Mimir
A foundation model for dynamical systems. Given observed behavior, Mimir recovers the underlying mathematical structure — as readable, verifiable, composable programs.
We have foundation models for language, images, and code. We don't have one for the dynamical systems that describe the physical world — control systems, biological networks, signal processors, physical simulations.
Discovering the structure of these systems from observed behavior is one of the oldest problems in science. Existing approaches either fit black-box approximations (neural ODEs, system identification) or search symbolic spaces with hand-crafted heuristics (symbolic regression). Neither gives you what you actually want: a model that understands how dynamical systems compose, and can reason about structure the way a mathematician does.
Mimir is built on Gimle — a mathematical formalism that composes dynamical systems from a small set of primitive operators. Gimle provides the structured representation that makes the space learnable, paired with a simulator that can evaluate any expression exactly. This is the substrate Mimir learns over.

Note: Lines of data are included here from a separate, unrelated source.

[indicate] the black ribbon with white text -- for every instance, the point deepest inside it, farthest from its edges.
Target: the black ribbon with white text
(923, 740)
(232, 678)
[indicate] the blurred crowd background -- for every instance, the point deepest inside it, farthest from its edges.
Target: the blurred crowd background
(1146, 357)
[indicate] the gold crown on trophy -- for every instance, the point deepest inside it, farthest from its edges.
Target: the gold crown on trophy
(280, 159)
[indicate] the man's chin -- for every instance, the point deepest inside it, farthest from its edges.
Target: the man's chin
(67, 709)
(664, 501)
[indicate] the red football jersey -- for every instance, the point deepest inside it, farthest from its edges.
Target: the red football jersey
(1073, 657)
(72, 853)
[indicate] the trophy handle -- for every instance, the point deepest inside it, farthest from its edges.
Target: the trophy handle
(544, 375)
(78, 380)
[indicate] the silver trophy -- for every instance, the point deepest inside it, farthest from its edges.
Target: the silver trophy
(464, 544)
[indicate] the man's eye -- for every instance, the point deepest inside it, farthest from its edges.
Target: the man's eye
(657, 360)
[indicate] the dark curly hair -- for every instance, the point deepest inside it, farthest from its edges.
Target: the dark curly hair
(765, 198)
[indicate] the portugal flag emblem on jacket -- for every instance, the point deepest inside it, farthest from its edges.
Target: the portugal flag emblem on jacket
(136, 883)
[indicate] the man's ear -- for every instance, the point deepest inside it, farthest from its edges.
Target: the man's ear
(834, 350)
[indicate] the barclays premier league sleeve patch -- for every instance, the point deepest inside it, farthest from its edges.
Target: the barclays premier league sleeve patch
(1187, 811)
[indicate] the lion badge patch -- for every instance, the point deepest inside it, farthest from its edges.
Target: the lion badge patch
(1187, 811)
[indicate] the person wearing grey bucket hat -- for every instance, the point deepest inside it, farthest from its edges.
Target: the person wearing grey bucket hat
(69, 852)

From Imitation to Reasoning
Mimir doesn't just pattern-match. It progresses through four stages of learning, each building a deeper capability — an approach inspired by how AlphaZero learned to play Go not by memorizing games, but by learning to reason about strategy.
Imitation
Next-token prediction on synthetic data. The model learns the language of compositional systems — what well-formed expressions look like and how structure maps to behavior.
Behavioral
A simulation-based loss replaces token-level supervision. The model learns to match what systems actually do — optimizing directly for functional correctness, not syntactic similarity.
Reinforcement
RL fine-tuning lets the model explore beyond the training distribution. It learns to search for better solutions through trial and reward, discovering compositions that supervised training never showed it.
Planning
Learned search over composition strategies. Rather than committing to a single prediction, the model evaluates candidate structures before selecting — learning how to think about composing systems, not just what to predict.
Fields of Application
Control Systems
Recover controller structure and feedback topologies from closed-loop behavior. Identify PID configurations, stability characteristics, and actuator-plant interactions from observed input-output data.
Climate & Weather
Discover the governing dynamics of atmospheric and ocean models from observational data. Recover interpretable compositional structure from complex, coupled geophysical systems.
Biology & Medicine
Infer regulatory networks, pharmacokinetics, and epidemiological compartment models from experimental measurements. Systems where interpretability matters as much as accuracy.
Finance
Model the compositional dynamics underlying market behavior. Discover feedback structures, mean-reversion mechanisms, and regime-switching patterns as interpretable, verifiable programs.
Physics & Engineering
Recover governing equations from sensor data or simulation output. Mechanical systems, fluid dynamics, thermodynamics — anywhere the laws are compositional but the structure is unknown.
Scientific Discovery
Automated hypothesis generation for dynamical systems. Let the model propose interpretable mathematical structures from data — structures that can be read, tested, and formally verified.